Article Style: page, wide, clean, sans serif

What is RSS?

RSS (Really Simple Syndication) is a web feed that allows users and applications to access updates to websites in a standardised, computer-readable format. These feeds can, for example, allow you to keep track of many (potentially, hundreds) different websites in a single news aggregator.

Below you can see an example of the contents of an RSS feed. It's simply a channel (e.g. your favourite news site), followed by a list of articles. Users of RSS never actually look at the feed (in the same way that you never see all the metadata associated with each e-mail you receive), it's not meant for people, it's meant for machines, i.e. the RSS aggregators.

<description>The latest posts from</description>
        <title>Drawing with Excalidraw</title>
        <description>Excalidraw is described by its creators...</description>
        <title>Working from home hardware</title>
        <description>I recently wrote about my weekday lockdown...</description>

RSS aggregators

An RSS aggregator is similar to an e-mail client, but rather than e-mails, it aggregates articles. And like e-mail applications, some RSS aggregators are desktop apps, and others are online applications. Feedly and Inoreader are two popular online versions and both have similar capabilities.

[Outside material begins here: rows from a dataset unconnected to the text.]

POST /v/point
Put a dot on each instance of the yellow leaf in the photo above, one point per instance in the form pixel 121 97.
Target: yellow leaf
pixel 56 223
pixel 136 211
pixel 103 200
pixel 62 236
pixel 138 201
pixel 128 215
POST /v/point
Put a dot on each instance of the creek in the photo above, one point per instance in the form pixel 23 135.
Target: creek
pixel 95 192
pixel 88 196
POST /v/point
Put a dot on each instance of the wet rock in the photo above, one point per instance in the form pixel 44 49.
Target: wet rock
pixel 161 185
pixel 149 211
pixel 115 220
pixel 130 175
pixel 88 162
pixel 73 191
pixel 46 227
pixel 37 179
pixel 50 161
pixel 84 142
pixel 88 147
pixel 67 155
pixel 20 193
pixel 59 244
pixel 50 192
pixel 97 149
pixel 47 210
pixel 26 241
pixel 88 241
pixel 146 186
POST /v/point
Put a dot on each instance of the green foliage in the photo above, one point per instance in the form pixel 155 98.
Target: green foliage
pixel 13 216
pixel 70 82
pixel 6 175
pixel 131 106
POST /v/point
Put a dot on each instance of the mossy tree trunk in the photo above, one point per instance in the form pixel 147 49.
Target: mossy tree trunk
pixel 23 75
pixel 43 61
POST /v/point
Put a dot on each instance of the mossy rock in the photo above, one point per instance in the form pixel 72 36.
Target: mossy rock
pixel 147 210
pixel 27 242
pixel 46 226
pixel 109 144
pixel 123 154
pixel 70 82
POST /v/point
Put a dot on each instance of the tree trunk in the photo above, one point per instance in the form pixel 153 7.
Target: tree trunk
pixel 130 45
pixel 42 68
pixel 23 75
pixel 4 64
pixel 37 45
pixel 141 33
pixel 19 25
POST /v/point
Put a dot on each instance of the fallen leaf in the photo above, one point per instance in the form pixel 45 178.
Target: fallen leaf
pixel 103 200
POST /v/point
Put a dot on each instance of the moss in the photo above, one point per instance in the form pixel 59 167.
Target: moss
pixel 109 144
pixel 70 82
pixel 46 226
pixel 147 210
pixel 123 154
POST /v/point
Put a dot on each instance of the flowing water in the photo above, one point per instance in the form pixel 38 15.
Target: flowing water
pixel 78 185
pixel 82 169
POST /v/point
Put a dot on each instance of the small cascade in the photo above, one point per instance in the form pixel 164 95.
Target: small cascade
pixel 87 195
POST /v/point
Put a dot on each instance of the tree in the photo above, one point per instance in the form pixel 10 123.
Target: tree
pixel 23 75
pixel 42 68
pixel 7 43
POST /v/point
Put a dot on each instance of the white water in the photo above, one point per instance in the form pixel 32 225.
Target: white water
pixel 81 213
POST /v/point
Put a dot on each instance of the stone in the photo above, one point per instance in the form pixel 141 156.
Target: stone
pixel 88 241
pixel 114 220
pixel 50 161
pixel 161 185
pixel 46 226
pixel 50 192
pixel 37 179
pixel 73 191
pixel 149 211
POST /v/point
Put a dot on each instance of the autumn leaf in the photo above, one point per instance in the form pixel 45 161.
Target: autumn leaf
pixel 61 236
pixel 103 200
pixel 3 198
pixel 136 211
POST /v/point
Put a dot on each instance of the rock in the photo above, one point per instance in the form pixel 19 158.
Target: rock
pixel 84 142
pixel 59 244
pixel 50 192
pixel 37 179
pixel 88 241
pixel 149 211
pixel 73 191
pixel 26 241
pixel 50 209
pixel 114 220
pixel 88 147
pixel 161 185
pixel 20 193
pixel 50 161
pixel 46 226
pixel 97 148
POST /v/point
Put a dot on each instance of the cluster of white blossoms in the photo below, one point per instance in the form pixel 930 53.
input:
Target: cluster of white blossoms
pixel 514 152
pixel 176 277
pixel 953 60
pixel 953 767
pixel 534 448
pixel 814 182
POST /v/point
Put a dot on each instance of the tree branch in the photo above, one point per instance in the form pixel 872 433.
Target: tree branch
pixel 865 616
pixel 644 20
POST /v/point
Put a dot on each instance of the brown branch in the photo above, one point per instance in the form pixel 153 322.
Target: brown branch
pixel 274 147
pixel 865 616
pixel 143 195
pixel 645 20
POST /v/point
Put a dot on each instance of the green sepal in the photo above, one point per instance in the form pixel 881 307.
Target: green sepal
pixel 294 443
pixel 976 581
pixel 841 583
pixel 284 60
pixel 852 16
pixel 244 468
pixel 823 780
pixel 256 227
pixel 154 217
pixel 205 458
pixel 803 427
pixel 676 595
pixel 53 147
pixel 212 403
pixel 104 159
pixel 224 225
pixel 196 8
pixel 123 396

Below is a screenshot of an RSS aggregator, you can see 11 articles from 4 different sources displayed in a simple list view (all published within the last 3 hours). It doesn't have to appear like this, for example, the list could include part of the article, or you could select to step through each article in turn (no different to the options you would get in any decent e-mail client).

It's not just articles

For simplicity, so far I've only discussed articles, but RSS aggregators can do more than just show you the latest news. Below is a list of the various types of content that you can aggregate:

  • Articles
  • Blog posts
  • Forum posts
  • Videos e.g. YouTube
  • Keyword search alerts e.g. Google\Bing etc.
  • Newsletters
  • Daily weather reports
  • Podcasts
  • Updates to documents e.g. Wikipedia, Confluence etc.
  • Status changes e.g. parcel tracking, Jira tickets etc.
  • Price alerts e.g. CamelCamelCamel etc.

...and it's not just aggregation

The basic requirement of an RSS aggregator is that it aggregates content via RSS feeds. But, much like e-mail clients, RSS aggregators tend to offer more than just this basic capability. In addition to aggregating content, RSS aggregators can offer other benefits, e.g.:

  • Searching for feeds (so you don't have to hunt down the feed at the source website)
  • Keyword search results e.g. allowing you to see all new Google results for a keyword search
  • Deduplication i.e. remove or bundle together articles with similar content
  • Prioritise content e.g. highlight all content that includes a certain keyword, or from a specific source.
  • Mute content e.g. hide all content that contains a certain keyword or phrase like "Game of Thrones finale"
  • Store all read content and index for search
  • Tag content to be 'read later'
  • Tag content as 'favourite'
  • Group content into folders, or apply categories e.g. UX, DataViz, etc.
  • Highlight sections of content and add notes
  • Share content e.g. directly to social networks, as an e-mail newsletter, or even an RSS feed!


Hopefully I've managed to explain what RSS is, and also to convey some of the benefits of using an RSS aggregator. My original plan for this article was to also describe in detail how I use an RSS aggregator (specifically Feedly) to keep on top of my various interests, but I didn't want anyone reading this article to be overwhelmed and to lose sight of the one key takeaway i.e. RSS is a powerful tool for keeping on top of online content, and keeping your knowledge up to date.